Ne yoğun bir kitaptı ama! Yüzyüze ve Deniz Kıyısında Koşan Ala Köpek hikayelerini daha çok beğendim.
Yüzyüze, savaştan kaçıp karısının, çocuğunun,anasının yanına dönen ve özgürce yaşayacağı Çatkal'a gidene dek gizlenen İsmail ile onu koruyan,çocuğundan dahi kıstıklarıyla kocasını doyurmaya çalışan Seyde nin hikayesi. Genel anlamda Seyde'nin vicdan sorgulamaları hakim o kadar gerçek,öyle dokunaklı ki :( Eşimin yollarını gözlediğim şu günlerde onlar kavuşunca sevinmiştim ama çok kısa sürdü bu mutluluk. Kandıramıyor ya insan kendini ,erteliyor sadece görüpte görmezden geldiklerini,vicdan rahat vermeyince sevdiğinin yanında olması da yetmiyor. Çünkü onurlu bir kadın Seyde,sonunda özüne dönüyor,tabii acı oluyor bu dönüş. İsmail yaptığı tercih doğrultusunda bence kendi kaçınılmaz sonunu hazırladı. Yazar öyle iyi ve derin ayrıntılarla veriyor ki bunun öngörüsünü çok anlamlıydı.

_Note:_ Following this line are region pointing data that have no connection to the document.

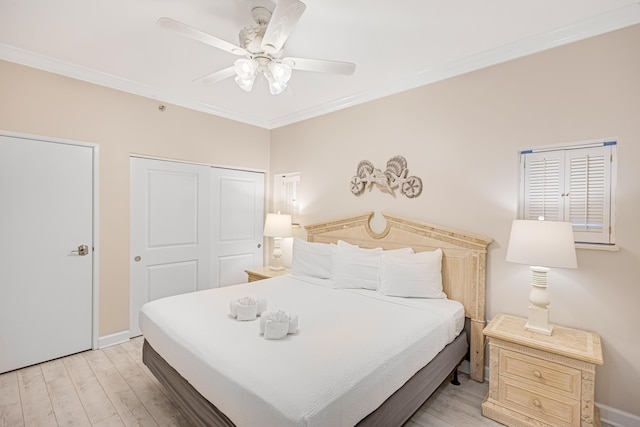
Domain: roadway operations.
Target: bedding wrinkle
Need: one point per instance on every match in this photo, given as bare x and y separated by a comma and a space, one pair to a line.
325, 379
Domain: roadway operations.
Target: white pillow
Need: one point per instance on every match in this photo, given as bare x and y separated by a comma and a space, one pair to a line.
311, 259
412, 275
355, 267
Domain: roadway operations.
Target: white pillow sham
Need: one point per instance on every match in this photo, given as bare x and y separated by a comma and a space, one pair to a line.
416, 275
356, 267
312, 259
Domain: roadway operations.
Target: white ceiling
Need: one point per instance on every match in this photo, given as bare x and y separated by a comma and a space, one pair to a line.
396, 45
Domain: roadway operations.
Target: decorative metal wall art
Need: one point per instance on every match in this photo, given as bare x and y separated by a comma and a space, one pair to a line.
393, 177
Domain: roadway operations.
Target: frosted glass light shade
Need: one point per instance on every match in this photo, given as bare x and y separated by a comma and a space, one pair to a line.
277, 225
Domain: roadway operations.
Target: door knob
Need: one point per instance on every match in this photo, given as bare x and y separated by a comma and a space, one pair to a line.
82, 250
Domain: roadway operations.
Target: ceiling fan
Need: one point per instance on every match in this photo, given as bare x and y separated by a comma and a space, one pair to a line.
261, 46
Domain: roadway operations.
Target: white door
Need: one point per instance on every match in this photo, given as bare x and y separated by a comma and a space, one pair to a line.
170, 217
46, 212
236, 230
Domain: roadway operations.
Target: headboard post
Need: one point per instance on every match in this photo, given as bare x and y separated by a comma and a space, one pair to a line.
463, 266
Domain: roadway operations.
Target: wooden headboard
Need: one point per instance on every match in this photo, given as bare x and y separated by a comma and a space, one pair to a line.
463, 265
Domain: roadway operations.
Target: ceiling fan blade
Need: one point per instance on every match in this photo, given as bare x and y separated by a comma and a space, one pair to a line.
320, 65
284, 18
216, 76
193, 33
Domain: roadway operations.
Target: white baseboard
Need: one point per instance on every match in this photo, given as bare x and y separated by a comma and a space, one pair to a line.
617, 418
113, 339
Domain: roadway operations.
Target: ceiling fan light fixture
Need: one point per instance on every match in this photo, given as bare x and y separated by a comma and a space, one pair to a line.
246, 70
281, 72
278, 74
245, 84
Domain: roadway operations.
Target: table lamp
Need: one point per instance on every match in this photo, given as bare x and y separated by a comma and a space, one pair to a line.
278, 226
541, 244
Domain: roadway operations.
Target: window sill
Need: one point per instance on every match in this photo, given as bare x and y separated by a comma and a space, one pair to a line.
598, 247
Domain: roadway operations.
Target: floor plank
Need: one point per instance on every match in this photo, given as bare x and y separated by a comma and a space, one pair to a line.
113, 388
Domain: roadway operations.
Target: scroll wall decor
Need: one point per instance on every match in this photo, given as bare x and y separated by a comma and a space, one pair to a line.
393, 177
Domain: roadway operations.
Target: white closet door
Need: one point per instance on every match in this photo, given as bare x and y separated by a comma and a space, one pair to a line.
170, 217
237, 224
46, 289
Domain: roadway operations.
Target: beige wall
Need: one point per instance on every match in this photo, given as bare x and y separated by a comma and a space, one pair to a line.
41, 103
462, 136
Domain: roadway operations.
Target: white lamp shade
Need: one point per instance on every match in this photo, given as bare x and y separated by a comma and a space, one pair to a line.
277, 225
542, 243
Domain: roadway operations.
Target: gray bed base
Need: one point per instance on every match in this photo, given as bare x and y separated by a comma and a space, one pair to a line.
395, 411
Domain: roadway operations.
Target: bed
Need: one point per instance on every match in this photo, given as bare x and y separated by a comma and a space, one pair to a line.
351, 376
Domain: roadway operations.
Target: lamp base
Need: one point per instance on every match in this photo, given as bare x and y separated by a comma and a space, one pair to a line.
538, 302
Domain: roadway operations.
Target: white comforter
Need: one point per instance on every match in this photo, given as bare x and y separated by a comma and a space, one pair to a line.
354, 348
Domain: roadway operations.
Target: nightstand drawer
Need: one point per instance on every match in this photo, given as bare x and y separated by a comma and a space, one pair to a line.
550, 409
558, 378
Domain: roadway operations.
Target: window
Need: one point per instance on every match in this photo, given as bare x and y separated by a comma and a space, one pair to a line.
285, 195
573, 183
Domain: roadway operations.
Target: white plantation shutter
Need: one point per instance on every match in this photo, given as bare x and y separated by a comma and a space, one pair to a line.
544, 179
589, 193
571, 184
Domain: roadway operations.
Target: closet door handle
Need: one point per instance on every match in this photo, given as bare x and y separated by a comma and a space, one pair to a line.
82, 250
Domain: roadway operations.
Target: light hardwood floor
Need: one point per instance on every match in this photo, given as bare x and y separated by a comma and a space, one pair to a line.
112, 387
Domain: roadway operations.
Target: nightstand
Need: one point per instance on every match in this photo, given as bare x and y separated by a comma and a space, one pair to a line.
539, 380
264, 273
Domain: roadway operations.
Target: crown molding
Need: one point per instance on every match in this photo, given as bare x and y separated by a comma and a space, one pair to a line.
614, 20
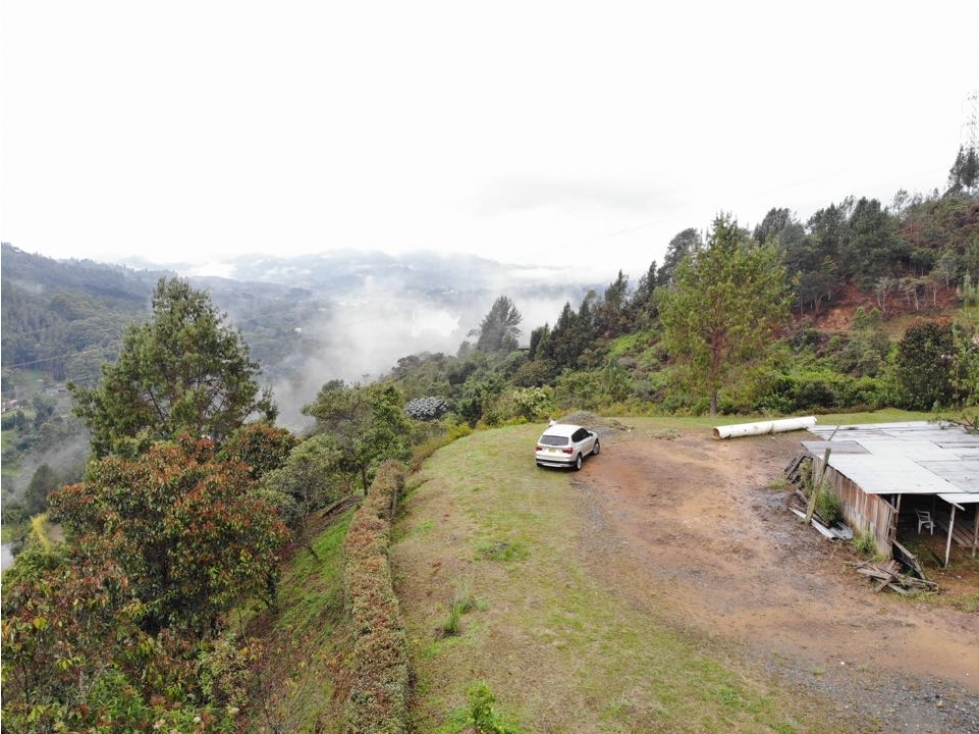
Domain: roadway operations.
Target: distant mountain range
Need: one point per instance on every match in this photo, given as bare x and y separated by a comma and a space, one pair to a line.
307, 319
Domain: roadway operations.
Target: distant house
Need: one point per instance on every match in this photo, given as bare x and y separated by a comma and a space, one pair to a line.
886, 473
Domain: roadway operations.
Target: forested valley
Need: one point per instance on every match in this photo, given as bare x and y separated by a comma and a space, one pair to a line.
149, 436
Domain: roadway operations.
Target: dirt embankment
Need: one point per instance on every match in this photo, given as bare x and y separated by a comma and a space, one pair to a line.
695, 522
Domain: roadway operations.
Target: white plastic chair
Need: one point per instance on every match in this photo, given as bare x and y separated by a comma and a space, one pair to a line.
925, 521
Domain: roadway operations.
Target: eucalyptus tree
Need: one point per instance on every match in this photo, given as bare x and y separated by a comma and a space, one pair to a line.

Deniz Kıyısında Koşan Ala Köpek, kitabın en uzun ve en sürükleyici hikayesiydi. Esas olayın satır aralarında değinilenler dahi çok iyiydi. Zaman zaman ocak başında, tv sesleri arasında,oğlumun çekiştirmeleriyle de okusam da hiç kopmadım hikayeden. Susuzluğu yaşamaktan da çok korktum belirtmeden geçemeyeceğim.